While informal economies in Africa exist, they should never be seen as illegitimate or marginalized as the future of Africa lies in self-employment and creativity.
“What is required is a policy crossover. We cannot assume such activities are illegitimate when making policy. We need to make legitimate activities in the informal sector quantifiable so that we can respond adequately,” he explained.
Mandla Sibeko, Chairman of Mineonline Africa in South Africa, said that the informal sector is increasingly a youth demographic due to the very limited employment opportunities being created in the formal sector.
Sibeko added that, in order to meet the number of young people reaching the work age, South Africa needs to create 80 million jobs. “The young are forced to be in the informal sector, so their future has to be self-creation,” said.
Sibeko believes there are huge opportunities for such ‘self-actualization’. “More than 80 per cent of what we consume in South Africa, for example, comes from outside the continent. So there are obvious opportunities there for people to make many products,” he said.
John Veihmeyer, Global Chairman of KPMG International USA, said, “There is a tremendous amount of interaction between the formal and informal sectors in Africa – making it difficult to distinguish between the two.”
He added that policy initiatives that aim to build economies should not seek to differentiate between these two elements. It is not an either-or situation. “Growth should be about lifting all boats in the sea.”
Winnie Byanyima, who is the Executive Director for Oxfam International raised her voice for poor communities outside the formal sector to be given more access to the supply chain.

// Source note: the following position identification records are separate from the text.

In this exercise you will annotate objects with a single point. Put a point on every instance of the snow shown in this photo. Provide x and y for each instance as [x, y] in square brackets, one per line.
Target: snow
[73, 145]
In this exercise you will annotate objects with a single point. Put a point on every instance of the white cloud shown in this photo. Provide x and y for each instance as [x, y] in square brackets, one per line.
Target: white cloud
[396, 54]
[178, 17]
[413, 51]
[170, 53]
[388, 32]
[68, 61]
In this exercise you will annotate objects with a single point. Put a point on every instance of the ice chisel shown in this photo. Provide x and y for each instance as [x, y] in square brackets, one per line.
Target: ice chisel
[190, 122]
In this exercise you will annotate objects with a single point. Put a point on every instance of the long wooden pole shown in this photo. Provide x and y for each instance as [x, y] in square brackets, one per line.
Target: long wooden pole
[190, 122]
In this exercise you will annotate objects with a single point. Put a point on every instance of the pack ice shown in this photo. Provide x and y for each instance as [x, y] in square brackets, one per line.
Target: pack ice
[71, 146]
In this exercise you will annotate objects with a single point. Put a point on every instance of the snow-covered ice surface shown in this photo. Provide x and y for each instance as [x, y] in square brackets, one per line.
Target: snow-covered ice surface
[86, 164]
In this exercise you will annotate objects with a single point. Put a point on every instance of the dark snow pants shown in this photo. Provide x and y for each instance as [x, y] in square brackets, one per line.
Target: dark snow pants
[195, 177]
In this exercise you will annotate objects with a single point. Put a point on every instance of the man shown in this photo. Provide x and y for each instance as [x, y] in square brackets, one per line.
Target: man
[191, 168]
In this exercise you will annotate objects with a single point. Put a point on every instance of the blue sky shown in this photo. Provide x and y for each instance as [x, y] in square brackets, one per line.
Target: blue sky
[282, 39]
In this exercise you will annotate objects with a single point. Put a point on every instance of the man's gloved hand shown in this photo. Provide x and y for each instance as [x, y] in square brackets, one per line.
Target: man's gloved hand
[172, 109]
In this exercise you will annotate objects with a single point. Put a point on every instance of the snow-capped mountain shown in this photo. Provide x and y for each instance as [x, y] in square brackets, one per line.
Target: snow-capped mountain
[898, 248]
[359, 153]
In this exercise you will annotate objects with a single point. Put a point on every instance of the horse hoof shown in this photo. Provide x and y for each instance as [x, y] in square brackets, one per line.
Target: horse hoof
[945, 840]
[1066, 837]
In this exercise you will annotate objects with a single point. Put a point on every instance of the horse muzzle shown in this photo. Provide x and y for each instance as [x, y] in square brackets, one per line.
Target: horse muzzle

She asked that governments to ensure that, with such access, fair prices are paid, there is protection against low wages, there is risk insurance against changing weather and a system of credit access is introduced.
With the ultimate aim to bring the informal sector into the formal sector and into the tax base, said Amissah-Arthur, the Ghanaian government has set up a pension system for rural farmers.
“They are small steps, but they are progress towards bringing the informal sector closer to the formal,” he added.